— Мы знаем, что желания отнимают у нас, — продолжал магистр, — и что ни у нас книга хранится. Разве не смотрим мы в бездну над головой? Разве не спрашиваем себя: зачем мы сами воздвигли небо и разукрасили, когда в нём столько расщелин?
— Нет, — таким же негромким хором отозвалось общество, — не знаем.
И Бурса продолжал:
— Братья и сёстры! Не сочли ли мы ложью истину в состоянии смятенном, когда она пришла к нам?
— Нет, — не громко прозвучал хор. — Нет.
После первой и чисто ритуальной части по правилу полагался небольшой перерыв. А после перерыва обычно обсуждение текущих дел и проектов.
Во время перерыва к Бурсе подошла княгиня.
— Магистр, я хотела бы, во избежание неловкости, предупредить Вас.
Бурса был рассеян и погружен в свои мысли:
— О чём Вы хотите меня предупредить? — не без удивления он всмотрелся в княгиню Ольховскую.
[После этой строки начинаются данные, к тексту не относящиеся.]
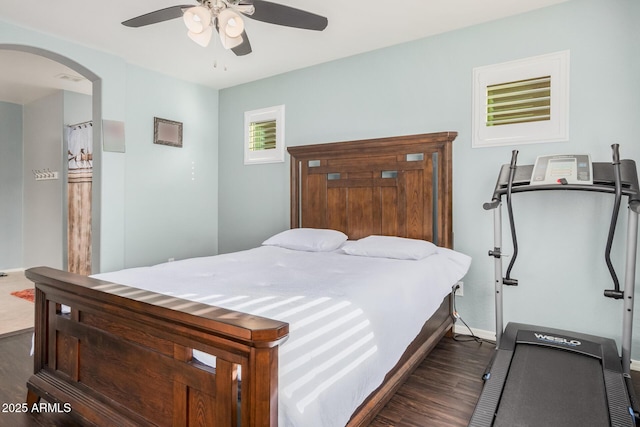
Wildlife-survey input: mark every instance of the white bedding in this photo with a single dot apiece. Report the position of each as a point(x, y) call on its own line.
point(351, 317)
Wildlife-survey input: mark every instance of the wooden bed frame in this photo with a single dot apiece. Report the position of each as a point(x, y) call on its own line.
point(123, 356)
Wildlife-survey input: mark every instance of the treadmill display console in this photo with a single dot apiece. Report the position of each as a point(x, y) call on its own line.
point(562, 169)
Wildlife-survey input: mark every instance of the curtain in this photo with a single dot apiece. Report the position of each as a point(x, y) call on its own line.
point(80, 143)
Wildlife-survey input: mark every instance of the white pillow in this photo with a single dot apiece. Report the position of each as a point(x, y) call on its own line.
point(391, 247)
point(308, 239)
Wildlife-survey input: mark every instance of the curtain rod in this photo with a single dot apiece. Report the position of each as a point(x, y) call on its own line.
point(88, 122)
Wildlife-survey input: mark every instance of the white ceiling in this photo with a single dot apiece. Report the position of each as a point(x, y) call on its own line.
point(355, 26)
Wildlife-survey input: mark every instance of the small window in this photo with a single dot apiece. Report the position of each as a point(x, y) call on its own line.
point(522, 102)
point(264, 135)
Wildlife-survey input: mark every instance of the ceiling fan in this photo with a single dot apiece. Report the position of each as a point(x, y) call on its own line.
point(226, 17)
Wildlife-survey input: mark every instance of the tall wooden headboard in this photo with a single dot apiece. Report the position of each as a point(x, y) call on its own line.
point(398, 186)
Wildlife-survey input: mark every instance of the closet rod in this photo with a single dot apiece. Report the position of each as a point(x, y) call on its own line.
point(88, 122)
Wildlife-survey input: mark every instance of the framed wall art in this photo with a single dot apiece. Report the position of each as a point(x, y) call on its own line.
point(167, 132)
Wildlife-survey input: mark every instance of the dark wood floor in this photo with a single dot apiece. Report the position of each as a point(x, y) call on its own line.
point(442, 392)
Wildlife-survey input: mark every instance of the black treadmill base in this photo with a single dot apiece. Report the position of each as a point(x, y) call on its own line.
point(548, 377)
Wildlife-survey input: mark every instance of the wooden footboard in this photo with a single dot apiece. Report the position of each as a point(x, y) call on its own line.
point(123, 356)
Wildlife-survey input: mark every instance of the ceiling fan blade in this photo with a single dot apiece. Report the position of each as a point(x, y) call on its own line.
point(274, 13)
point(161, 15)
point(244, 48)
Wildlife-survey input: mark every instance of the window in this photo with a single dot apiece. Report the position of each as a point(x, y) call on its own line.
point(521, 102)
point(264, 135)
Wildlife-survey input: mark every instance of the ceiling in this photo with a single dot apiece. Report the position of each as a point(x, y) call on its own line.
point(355, 26)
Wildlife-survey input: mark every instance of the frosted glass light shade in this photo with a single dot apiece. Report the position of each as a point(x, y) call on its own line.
point(197, 19)
point(230, 23)
point(203, 38)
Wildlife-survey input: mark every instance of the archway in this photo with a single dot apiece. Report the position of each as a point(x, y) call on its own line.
point(96, 116)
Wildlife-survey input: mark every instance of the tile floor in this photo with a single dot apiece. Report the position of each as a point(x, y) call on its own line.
point(15, 313)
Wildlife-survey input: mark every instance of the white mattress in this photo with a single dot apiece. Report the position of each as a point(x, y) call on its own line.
point(350, 317)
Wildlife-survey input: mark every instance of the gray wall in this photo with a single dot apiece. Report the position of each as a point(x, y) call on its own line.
point(426, 86)
point(11, 182)
point(43, 205)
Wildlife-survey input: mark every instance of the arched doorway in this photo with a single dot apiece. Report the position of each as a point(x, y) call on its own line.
point(96, 118)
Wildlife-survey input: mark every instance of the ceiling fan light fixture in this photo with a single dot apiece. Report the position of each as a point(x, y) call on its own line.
point(230, 22)
point(197, 19)
point(202, 38)
point(230, 42)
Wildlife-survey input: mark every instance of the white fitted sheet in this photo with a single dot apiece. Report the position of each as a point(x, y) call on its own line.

По случаю праздника Наталья Андреевна была одета в мужской кафтан из чёрной шёлковой материи, через плечо княгини была перекинута широкая перевязь со шпагой, а на голове широкая мужская шляпа. Губы её чуть растягивались в улыбке.
— Я не могу более молчать, — произнесла она так тихо, что и Бурса с трудом уловил смысл слов. — Я хочу заявить перед всеми братьями и сёстрами о том, что Вы, Ваше превосходительство, находитесь в тайном заговоре со своим ужасным братом и действуйте по одному плану.
— Я с Иваном заодно!?. — искренне удивился Бурса.
Княгиня Ольховская, ни слова больше не говоря, вытащила из рукава сложенный листок, сама развернула и подала его Константину Эммануиловичу.
Это было письмо Виктора. Это письмо проделало большой путь. Найденное на теле мёртвого карлика, оно было отправлено в Петербург со специальным курьером. Курьер доставил конверт на каменную набережную Фонтанки и передал прямо в руки камердинера княгини Вольфа Иваныча, и уже от него письмо перешло к Наталье Андреевне.
— Откуда у Вас это? — спросил Константин Эммануилович, пробежав глазами письмо. — И что это доказывает?
Это доказывает, что Трипольский и Аглая, также как и Вы, сами печётесь о делах Ивана Бурсы. Кто рекомендовал Андрея Трипольского обществу? Вы. А в свою очередь Трипольский привёл и Аглаю. Мы до сих пор не установили, кто предал наш филиал в Париже. Братьям и сёстрам, думаю, будет интересно узнать об этой связи.
— Но, по-моему, этого недостаточно, — возразил спокойно Бурса. — Или у Вас ещё что-то есть?
— У Вас есть, — сказала княгиня. — У Вас есть записка от племянницы. Записку Вам привёз господин Растегаев и вручил из рук в руки.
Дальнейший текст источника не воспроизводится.